Over 25 years ago I was a part of a small group using the Navigators 2-7 Bible study and scripture memorization system. It's amazing what has stuck from that series. Even though I've done little to no scripture memorization since then, I can still remember many of the verses I learned back then. When I consider how much I have forgotten since then this is a minor miracle. I cannot even remember everyone that was in that small group.
One of the things we did as a group then, whether recommended by Navigators or done on our own initiative, was to go to a wooded local state park, spread out, and armed with nothing but a Bible, spend a half day in prayer. Alone. I assume I did pray and read my Bible, but I remember thinking that I'd never make it, that I would have nothing to do at some point. I'm sure at that time in my life (well, and often since) I'd never prayed more than 20 minutes at one time , and then not often that much. I remember how quiet it was, about fighting the thought that we were wasting time, but then enjoying the simple solitude and opportunity to talk to God about literally everything I could think of and then some, and then, finally, when I couldn't do that any longer, to meditate on scripture and listen to the world around me. It was an unusual experience. (And keep in mind this was before cell phones and the Internet or even computers for that matter were in widespread use.) Could I do the same now?
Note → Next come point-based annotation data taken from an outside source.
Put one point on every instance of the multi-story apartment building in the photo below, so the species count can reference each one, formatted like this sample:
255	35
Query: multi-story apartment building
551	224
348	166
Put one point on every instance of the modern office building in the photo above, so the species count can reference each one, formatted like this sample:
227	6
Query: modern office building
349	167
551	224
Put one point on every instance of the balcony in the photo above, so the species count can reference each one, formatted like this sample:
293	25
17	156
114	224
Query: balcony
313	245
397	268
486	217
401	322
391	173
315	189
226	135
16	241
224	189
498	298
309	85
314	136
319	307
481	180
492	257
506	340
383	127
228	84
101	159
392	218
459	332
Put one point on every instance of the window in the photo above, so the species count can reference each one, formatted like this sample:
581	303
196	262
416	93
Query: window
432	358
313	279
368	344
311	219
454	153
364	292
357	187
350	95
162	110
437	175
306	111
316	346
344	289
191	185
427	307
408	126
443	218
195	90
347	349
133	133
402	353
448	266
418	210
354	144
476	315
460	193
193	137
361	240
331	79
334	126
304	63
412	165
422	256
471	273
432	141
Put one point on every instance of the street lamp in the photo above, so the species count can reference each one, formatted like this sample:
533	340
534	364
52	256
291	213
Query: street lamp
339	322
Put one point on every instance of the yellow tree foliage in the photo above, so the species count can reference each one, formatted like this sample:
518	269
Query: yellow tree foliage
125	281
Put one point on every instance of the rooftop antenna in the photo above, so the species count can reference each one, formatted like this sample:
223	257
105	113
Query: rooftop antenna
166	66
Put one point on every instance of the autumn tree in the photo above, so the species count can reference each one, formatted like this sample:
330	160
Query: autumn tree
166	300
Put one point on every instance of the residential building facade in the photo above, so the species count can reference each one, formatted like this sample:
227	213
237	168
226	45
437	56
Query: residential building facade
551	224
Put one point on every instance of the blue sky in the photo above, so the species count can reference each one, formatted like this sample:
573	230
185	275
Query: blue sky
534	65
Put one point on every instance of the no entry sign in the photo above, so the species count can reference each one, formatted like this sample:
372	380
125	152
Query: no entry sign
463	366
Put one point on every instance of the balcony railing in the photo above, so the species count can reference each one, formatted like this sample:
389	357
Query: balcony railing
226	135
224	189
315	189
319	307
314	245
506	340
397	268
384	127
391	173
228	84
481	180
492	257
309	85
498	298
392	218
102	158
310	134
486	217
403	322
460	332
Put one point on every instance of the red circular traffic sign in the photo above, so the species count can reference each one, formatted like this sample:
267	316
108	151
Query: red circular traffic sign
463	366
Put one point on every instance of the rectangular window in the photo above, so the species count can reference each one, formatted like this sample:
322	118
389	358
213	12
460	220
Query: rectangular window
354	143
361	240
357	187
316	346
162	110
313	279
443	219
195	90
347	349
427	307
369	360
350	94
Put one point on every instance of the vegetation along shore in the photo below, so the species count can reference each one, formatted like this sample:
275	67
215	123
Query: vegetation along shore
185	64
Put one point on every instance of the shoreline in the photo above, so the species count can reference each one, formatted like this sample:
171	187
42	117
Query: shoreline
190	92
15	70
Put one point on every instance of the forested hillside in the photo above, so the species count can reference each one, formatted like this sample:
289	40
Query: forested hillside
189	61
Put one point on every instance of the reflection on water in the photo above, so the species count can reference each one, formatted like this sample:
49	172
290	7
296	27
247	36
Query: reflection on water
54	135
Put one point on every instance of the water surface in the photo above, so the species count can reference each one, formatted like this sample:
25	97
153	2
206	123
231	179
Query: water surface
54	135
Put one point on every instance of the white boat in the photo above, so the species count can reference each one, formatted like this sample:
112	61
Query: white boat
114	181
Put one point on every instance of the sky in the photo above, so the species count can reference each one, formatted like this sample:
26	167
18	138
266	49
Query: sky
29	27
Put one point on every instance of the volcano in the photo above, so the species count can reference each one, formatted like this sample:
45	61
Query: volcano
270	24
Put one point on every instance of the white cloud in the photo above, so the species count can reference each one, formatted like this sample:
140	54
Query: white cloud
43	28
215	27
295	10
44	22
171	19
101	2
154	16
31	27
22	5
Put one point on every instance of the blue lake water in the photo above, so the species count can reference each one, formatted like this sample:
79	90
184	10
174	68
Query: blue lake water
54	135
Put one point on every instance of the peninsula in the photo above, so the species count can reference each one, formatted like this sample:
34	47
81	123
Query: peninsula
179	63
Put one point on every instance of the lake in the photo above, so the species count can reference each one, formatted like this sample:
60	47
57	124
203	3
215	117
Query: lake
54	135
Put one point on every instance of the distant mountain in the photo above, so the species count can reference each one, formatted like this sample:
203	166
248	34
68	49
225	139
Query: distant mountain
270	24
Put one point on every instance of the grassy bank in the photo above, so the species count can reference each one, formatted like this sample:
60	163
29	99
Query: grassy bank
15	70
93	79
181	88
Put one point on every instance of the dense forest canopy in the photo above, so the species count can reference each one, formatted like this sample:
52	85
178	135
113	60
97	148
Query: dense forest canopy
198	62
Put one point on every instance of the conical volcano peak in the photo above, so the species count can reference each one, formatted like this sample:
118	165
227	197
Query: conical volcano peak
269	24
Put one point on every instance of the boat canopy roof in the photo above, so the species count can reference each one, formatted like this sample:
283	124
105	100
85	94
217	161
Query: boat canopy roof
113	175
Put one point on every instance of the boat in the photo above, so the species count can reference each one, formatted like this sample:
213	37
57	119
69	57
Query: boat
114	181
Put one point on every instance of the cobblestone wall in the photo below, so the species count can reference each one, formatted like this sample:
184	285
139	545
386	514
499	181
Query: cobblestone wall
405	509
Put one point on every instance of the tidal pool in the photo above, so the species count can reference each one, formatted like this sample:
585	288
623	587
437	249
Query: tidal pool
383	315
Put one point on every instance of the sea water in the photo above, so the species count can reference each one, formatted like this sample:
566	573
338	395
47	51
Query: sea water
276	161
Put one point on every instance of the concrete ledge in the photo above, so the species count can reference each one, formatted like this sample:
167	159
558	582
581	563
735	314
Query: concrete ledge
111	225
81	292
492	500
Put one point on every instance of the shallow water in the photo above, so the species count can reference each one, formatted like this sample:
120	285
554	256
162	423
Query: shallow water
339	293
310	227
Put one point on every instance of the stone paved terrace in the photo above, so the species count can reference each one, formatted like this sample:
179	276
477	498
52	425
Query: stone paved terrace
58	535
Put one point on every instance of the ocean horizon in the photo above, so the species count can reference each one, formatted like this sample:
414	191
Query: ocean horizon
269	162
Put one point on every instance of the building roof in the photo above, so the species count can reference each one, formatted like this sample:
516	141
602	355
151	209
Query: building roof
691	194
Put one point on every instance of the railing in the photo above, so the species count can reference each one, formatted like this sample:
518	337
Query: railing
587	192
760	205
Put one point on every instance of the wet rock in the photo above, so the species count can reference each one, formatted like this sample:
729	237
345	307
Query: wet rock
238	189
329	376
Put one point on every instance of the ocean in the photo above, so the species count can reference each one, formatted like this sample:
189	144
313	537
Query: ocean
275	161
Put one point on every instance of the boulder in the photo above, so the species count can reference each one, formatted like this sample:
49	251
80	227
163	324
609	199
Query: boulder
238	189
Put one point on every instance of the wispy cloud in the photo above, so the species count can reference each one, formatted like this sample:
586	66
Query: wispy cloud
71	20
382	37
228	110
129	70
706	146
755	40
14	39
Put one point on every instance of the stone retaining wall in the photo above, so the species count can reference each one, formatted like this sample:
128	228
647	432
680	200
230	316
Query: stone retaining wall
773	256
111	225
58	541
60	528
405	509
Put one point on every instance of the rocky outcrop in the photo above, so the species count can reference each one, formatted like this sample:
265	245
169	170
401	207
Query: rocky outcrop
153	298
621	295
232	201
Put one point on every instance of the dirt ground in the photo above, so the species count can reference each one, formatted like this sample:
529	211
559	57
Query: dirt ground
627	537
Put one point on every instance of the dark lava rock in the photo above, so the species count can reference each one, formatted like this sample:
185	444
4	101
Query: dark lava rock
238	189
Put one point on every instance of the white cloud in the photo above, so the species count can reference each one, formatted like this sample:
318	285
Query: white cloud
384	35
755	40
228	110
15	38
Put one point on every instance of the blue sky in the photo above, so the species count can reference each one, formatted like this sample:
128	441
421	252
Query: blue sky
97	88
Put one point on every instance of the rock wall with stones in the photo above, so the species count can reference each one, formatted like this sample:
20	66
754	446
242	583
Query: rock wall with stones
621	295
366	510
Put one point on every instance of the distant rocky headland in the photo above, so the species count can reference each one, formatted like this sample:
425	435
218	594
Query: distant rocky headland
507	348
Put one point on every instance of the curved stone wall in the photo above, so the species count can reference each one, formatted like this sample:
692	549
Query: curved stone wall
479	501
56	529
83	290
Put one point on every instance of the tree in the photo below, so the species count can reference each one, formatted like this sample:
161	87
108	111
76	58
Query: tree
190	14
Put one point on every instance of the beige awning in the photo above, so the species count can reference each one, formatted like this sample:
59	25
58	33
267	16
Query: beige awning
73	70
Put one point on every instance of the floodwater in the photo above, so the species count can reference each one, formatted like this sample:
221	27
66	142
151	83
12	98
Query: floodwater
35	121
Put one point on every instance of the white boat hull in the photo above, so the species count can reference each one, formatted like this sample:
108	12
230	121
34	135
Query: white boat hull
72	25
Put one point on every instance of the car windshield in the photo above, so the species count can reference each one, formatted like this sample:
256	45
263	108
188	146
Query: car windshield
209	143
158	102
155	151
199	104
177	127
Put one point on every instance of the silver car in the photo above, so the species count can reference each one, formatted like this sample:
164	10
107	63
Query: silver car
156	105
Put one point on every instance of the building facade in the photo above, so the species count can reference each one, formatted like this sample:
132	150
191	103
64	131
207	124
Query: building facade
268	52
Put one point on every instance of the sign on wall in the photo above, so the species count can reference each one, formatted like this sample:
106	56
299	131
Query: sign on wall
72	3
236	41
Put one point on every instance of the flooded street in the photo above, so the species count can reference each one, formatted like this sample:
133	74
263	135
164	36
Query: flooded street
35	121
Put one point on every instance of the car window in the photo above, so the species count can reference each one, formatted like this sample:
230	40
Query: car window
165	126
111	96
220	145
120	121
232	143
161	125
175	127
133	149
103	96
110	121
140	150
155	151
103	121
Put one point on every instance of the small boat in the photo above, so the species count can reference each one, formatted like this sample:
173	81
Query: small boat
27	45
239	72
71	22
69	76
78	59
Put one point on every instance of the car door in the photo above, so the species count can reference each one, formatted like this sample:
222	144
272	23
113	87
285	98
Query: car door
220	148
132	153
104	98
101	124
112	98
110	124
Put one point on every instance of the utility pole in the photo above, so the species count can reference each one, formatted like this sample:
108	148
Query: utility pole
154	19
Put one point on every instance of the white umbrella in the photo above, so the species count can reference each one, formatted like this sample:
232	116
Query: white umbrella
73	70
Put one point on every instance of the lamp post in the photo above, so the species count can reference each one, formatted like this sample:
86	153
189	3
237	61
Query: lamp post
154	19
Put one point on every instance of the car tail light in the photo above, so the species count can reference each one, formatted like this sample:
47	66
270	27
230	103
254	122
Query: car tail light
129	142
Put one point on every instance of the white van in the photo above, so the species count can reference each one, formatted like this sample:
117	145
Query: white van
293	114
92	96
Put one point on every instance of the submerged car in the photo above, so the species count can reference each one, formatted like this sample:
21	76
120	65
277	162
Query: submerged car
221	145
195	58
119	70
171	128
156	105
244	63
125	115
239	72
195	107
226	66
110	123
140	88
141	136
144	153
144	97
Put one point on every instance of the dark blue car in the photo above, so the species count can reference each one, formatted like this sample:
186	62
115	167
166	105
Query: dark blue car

Solitude is a way of being powerless before God, of giving up our striving to please God or anyone else. At the end of solitude there is no product you can point to, nothing you have actually accomplished (nothing to be proud of, really). And when you finish talking to God, when you get all that out of the way, you can finally just shut up and listen. We live in a state of perpetual distraction, unable to simply be still. Like Moses, Elijah, Job, or Isaiah, when we worship our best is when we simply bow before him and rest.
Maybe a dark closet is the best place, after all. Not much there to distract.